Ha sido también muy comentada la reacción de Bob Dylan ante la concesión del Premio, como si su aparente desinterés hubiera supuesto un feo para los doctos académicos suecos o, de algún modo, hubiera justificado a quienes criticaron la concesión del galardón a alguien como él. Llama la atención que, a diferencia de tantos artistas hoy perfectamente asimilados por el engranaje institucional ante el que en su día se rebelaron siendo dicho antagonismo el que les granjeó su estatus, Dylan mantiene una actitud díscola y desdeñosa fiel a su leyenda, al menos en apariencia. Da así la impresión como si el Nobel de Literatura hubiera recaído este año en un personaje en lugar de en un autor.

Entiendo que mi percepción no es desprejuiciada.
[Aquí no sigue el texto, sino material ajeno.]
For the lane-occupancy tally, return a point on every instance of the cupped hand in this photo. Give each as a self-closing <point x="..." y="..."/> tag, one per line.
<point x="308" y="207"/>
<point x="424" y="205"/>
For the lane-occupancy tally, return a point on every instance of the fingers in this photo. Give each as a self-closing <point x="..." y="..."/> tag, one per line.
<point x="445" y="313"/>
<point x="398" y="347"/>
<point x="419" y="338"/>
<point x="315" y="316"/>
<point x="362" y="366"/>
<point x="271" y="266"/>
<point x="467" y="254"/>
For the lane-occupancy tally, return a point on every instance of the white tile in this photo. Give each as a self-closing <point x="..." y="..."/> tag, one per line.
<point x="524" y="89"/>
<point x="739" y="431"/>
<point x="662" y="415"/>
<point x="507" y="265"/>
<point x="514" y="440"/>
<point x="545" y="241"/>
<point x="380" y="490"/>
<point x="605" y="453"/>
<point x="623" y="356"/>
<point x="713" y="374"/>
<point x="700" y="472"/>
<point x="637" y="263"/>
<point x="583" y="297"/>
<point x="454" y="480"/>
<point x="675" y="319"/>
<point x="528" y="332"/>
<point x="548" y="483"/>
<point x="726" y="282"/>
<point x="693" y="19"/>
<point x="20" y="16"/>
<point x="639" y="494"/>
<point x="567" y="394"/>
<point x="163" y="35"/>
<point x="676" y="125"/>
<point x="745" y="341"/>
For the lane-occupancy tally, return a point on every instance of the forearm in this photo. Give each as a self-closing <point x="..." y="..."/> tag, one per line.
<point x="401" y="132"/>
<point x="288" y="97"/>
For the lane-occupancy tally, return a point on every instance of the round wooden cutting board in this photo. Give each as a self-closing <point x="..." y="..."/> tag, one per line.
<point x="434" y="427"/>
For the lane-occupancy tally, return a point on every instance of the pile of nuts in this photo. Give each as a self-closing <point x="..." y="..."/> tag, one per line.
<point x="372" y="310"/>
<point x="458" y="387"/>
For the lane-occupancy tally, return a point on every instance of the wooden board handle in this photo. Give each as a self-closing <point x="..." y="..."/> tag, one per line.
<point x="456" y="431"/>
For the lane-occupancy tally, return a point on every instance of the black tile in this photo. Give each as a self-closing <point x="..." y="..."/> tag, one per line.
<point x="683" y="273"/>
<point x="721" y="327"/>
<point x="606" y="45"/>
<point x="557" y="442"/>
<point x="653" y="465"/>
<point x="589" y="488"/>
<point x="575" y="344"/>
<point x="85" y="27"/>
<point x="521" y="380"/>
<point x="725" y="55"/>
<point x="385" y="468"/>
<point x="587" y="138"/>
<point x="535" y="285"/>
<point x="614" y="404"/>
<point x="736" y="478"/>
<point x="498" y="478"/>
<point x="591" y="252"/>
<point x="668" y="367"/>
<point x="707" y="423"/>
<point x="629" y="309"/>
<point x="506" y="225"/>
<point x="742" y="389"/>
Pertenezco a la generación del baby boom y tanto Dylan como Cohen forman parte de mi paisaje sentimental pese a que nunca he sido un gran fan de ninguno de los dos, sin perjuicio de reconocer su enorme influencia en multitud de artistas y en el imaginario colectivo. De ahí mi preocupación ante el vacío que está dejando la marcha de tantos influyentes creadores y mi duda sobre si quienes vienen detrás no serán en comparación meros sucedáneos. Para las generaciones posteriores queda, al menos, su legado si es que guarda algún sentido para ellas. Reconozco que, en comparación, las más recientes cuentan con una gran ventaja y es que, a diferencia de nuestros ídolos, los SuperMario, Pokemon y demás son desde su misma concepción, estos sí, inmortales.